Kim tocou nas pinturas e encarou os desenhos feitos por minha mãe, emoldurados em armações douradas. Eram fragmentos de lugares das nossas terras. Ela pegava seu banco, sua tela, os pincéis e as tintas e me levava para um ponto diferente. Por sua vontade, toda a fazenda estaria gravada em telas, mas não teve tempo para terminar.

─ Gostaria, mas não. Só aprecio.

Omiti a autoria e ansiei que não o questionasse. O sentimento de estar desprotegida e vulnerável me descontrolava e não permitia que desse um passo de onde estava, nem falasse sobre coisas que me eram especiais. Nossas fraquezas são detalhes a serem postergados. Não pretendia dar-lhe as minhas.

─ São lugares das nossas terras, caso queira conhecer.

Continuei a insistir em algo, ele gostava de caçar. Nossas terras eram ótimas para isso. Aqui o faria ser menos infeliz? Se Kim não estivesse satisfeito com as circunstâncias, nada seria razoável para mim. A estabilidade de um marido refletia na sua família.

─ Terei muito tempo para isso.

Taehyung não expressava seu estado emotivo. Sucedia em manter sigilo de suas opiniões na face tesa, mas sua voz entregava algo para mim. Estava zangado, sua voz tinha um tom abaixo do normal e forçava em sílabas que não havia entonação, mas ele a colocava. Inclinei o rosto para esconder minha surpresa. Eu poderia lê-lo por sua voz, talvez ele nem percebesse seu descuido.

─ Eu também. Se me der licença. Devo me recolher.
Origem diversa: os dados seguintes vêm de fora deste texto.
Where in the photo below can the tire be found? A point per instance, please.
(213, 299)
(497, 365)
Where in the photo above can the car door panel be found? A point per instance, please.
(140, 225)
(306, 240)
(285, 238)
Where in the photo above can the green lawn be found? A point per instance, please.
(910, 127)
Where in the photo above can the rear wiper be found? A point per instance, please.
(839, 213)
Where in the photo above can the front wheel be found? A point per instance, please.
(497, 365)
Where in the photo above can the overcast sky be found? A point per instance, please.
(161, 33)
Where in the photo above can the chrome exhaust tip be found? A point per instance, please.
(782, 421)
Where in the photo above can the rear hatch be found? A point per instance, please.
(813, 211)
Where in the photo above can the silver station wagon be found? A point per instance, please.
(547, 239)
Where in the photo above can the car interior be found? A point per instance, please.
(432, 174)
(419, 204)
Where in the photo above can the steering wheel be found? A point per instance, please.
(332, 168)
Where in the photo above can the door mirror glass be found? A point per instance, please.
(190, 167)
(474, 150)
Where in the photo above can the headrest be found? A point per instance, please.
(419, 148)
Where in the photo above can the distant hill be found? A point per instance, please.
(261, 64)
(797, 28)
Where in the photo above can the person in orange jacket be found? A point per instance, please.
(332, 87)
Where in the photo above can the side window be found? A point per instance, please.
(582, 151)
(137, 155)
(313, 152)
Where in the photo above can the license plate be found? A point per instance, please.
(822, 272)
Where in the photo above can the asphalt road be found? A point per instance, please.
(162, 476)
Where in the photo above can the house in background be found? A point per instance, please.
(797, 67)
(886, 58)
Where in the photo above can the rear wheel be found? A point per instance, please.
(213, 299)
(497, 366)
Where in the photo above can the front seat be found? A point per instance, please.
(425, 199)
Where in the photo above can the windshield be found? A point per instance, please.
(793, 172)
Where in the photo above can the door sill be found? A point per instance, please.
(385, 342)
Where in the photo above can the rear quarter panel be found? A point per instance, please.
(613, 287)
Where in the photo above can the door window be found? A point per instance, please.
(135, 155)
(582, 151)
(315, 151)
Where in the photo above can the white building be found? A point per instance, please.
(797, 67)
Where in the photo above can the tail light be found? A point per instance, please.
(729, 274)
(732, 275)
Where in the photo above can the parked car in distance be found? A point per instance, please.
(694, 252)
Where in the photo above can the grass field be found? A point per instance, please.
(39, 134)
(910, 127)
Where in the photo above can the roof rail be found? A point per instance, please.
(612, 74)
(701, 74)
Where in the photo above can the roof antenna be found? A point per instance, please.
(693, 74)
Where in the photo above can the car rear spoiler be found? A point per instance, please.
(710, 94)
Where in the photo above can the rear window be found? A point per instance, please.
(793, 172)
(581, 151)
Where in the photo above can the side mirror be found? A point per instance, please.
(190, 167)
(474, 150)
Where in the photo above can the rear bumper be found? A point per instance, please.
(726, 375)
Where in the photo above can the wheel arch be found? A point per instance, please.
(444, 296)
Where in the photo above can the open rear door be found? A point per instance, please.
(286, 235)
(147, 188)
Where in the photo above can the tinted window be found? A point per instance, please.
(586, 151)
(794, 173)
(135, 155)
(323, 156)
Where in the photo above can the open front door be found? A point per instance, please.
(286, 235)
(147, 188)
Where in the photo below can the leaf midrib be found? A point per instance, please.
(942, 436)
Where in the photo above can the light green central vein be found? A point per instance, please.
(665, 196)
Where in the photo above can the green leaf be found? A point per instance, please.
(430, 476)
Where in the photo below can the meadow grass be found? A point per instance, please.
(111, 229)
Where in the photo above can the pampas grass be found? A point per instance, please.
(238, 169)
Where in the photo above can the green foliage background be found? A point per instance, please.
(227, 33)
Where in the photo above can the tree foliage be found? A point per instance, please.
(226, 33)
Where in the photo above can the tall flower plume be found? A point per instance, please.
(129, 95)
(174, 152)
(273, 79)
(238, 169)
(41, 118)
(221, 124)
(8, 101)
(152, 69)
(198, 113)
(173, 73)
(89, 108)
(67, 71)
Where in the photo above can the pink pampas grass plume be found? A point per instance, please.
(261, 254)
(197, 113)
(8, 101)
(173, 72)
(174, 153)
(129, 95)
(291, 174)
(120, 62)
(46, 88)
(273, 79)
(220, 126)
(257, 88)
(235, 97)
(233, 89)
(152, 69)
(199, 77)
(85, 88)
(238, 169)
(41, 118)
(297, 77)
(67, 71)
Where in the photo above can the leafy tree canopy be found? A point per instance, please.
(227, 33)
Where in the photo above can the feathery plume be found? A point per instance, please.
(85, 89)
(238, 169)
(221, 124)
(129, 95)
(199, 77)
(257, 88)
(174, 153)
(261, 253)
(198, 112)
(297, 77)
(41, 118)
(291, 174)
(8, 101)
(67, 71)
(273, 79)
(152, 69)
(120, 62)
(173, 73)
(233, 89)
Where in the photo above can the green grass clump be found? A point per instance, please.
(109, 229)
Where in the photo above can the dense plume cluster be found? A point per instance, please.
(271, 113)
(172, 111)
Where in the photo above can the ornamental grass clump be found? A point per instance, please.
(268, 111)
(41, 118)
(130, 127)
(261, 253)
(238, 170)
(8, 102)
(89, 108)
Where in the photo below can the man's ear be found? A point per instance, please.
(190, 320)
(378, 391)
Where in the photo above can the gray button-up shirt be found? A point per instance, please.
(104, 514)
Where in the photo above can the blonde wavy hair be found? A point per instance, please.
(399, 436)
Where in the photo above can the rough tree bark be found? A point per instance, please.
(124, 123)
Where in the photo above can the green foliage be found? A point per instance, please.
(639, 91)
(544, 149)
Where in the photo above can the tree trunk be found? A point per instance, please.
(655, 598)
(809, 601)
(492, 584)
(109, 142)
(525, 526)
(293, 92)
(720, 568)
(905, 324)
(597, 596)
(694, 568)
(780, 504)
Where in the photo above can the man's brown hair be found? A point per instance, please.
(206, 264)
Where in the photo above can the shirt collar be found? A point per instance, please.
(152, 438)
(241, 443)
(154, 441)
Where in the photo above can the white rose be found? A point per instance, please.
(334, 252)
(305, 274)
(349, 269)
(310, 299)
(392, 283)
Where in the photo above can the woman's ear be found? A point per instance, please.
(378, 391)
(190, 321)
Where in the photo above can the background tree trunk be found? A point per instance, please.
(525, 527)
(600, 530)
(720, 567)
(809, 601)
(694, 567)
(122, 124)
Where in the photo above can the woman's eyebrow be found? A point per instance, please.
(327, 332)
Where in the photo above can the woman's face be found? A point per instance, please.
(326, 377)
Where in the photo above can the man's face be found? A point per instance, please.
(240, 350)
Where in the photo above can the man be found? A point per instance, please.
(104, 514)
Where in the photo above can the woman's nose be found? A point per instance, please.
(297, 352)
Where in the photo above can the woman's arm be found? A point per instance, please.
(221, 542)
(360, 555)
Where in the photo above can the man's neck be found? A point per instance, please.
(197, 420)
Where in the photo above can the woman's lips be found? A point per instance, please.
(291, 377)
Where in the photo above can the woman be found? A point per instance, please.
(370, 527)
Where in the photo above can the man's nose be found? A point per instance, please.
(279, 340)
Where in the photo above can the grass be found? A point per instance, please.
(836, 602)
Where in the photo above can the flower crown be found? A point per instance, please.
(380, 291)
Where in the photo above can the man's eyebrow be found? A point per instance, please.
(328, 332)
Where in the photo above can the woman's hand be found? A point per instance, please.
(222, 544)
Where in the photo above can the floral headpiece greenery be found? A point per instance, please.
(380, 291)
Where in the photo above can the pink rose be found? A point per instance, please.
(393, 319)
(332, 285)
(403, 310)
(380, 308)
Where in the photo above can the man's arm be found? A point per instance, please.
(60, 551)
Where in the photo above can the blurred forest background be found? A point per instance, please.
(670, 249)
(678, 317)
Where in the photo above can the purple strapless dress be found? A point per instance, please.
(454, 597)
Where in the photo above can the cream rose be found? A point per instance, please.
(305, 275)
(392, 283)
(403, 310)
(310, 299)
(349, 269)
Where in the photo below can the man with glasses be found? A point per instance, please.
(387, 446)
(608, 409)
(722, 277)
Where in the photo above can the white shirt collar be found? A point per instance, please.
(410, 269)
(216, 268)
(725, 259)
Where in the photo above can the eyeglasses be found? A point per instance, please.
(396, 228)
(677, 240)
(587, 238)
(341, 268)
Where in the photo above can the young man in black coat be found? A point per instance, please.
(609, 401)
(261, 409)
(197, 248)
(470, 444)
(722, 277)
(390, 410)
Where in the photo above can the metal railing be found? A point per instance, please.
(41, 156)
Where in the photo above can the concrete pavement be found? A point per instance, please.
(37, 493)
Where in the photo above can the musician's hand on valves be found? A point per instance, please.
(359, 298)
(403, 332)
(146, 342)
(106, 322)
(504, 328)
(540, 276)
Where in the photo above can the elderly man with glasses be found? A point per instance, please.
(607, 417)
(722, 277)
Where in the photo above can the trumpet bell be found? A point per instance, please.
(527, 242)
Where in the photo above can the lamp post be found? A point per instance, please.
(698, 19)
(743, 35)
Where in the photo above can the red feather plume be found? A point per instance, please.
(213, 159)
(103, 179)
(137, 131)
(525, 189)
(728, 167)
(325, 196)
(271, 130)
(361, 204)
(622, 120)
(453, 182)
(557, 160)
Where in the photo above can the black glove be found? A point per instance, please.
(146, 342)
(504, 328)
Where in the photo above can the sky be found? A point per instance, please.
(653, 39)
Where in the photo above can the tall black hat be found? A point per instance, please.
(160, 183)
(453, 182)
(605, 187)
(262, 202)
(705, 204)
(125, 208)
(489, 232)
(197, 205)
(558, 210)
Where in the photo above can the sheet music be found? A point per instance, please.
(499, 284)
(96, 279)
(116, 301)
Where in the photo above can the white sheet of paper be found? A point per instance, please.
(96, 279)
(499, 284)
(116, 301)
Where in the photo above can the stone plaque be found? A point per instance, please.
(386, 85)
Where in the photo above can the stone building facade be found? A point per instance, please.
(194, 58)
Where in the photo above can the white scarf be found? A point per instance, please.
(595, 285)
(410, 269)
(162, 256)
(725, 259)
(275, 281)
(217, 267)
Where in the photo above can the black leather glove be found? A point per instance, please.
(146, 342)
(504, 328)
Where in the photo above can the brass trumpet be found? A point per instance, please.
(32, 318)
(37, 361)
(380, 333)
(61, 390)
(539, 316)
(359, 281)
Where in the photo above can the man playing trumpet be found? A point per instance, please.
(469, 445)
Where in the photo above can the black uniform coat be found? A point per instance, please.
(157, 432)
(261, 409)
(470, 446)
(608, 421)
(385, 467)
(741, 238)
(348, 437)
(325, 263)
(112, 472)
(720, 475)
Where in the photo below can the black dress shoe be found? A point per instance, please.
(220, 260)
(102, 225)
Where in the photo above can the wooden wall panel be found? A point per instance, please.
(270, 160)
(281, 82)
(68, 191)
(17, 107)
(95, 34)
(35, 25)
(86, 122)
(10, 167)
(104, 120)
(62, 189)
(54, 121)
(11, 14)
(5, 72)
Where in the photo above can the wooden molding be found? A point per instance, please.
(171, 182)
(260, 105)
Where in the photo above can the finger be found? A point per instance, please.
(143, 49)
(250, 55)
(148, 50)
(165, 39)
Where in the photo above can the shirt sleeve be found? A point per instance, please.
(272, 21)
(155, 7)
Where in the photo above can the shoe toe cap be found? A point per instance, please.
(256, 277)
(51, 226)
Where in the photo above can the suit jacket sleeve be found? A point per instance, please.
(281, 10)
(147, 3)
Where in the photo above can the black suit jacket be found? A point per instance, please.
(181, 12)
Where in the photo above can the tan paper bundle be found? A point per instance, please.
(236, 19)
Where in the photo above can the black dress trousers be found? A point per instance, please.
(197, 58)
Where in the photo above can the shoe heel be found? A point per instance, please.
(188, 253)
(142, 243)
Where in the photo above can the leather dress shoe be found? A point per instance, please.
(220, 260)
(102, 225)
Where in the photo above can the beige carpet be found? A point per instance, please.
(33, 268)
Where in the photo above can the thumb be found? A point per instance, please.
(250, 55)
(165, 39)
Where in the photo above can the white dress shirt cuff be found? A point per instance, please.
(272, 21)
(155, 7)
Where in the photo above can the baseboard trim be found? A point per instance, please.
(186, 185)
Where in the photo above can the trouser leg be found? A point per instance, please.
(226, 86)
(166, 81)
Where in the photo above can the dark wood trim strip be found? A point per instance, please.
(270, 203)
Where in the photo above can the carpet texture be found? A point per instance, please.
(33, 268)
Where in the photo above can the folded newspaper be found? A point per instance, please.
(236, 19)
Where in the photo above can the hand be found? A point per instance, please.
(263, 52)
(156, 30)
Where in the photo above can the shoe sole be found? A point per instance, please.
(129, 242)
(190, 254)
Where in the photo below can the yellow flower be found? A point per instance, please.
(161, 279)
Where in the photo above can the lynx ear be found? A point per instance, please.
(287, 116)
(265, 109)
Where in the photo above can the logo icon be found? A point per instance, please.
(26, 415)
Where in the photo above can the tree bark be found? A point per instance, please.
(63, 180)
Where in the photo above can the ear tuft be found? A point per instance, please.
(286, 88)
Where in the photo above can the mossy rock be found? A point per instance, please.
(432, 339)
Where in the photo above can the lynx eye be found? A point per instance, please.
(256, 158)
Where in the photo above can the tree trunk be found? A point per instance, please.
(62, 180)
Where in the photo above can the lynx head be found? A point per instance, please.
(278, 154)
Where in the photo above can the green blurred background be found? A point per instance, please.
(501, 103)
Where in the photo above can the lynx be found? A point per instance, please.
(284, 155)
Cruzou o pequeno espaço que havia entre mim e a parede do corredor e seu cheiro ficou no ar. Parecia ser de poucas palavras, ou só talvez não quisesse manter diálogos com uma desconhecida. Tomei meu caminho e roguei aos céus para conseguir lidar com aquele jantar. Tinha uma certeza em mente, poderia desvendá-lo se o ouvisse bem, mas para isso, ele precisaria fazer algo muito simples: falar.

As horas se passaram lentamente enquanto me mantinha reclusa entre as paredes do quarto. Dália indagava muitas coisas sobre a família e minha resposta sempre era vaga. Ainda havia muito a se desenredar. Quando tomamos os devidos lugares na mesa com todos já famintos, ficamos ansiosos para provar a comida que tomou a sala com o maravilhoso aroma.

─ Querida, você vai se apaixonar quando conhecer meus netos. São as coisinhas mais preciosas do mundo. Às vezes, esqueço que já sou uma avó.

Soyah tinha brilho em seus olhos quando falava sobre os netos e apenas pude sorrir em retorno. Eles apreciavam bastante sua terceira geração e não escondia o intuito de aumentarem esse número com o filho mais novo. O almoço estava ocorrendo de uma forma tolerável e sempre tinha um assunto a ser discorrido.

─ Qual o nome deles?

Apenas nós duas tínhamos alguma interação enquanto os homens comiam silenciosamente. Kim não olhava em minha direção para nada e mantinha a cabeça inclinada.

─ Benjamin e Melina.

Não tinha tanto contato com crianças, já que limitava meus passeios apenas ao campo, mas possuía um desejo singelo de ser mãe algum dia e dar amor a meus pequenos. Entretanto, queria que fosse de maneira natural e desejada pelos dois, não seguindo uma linha de obrigação, muito menos com um marido tão insípido.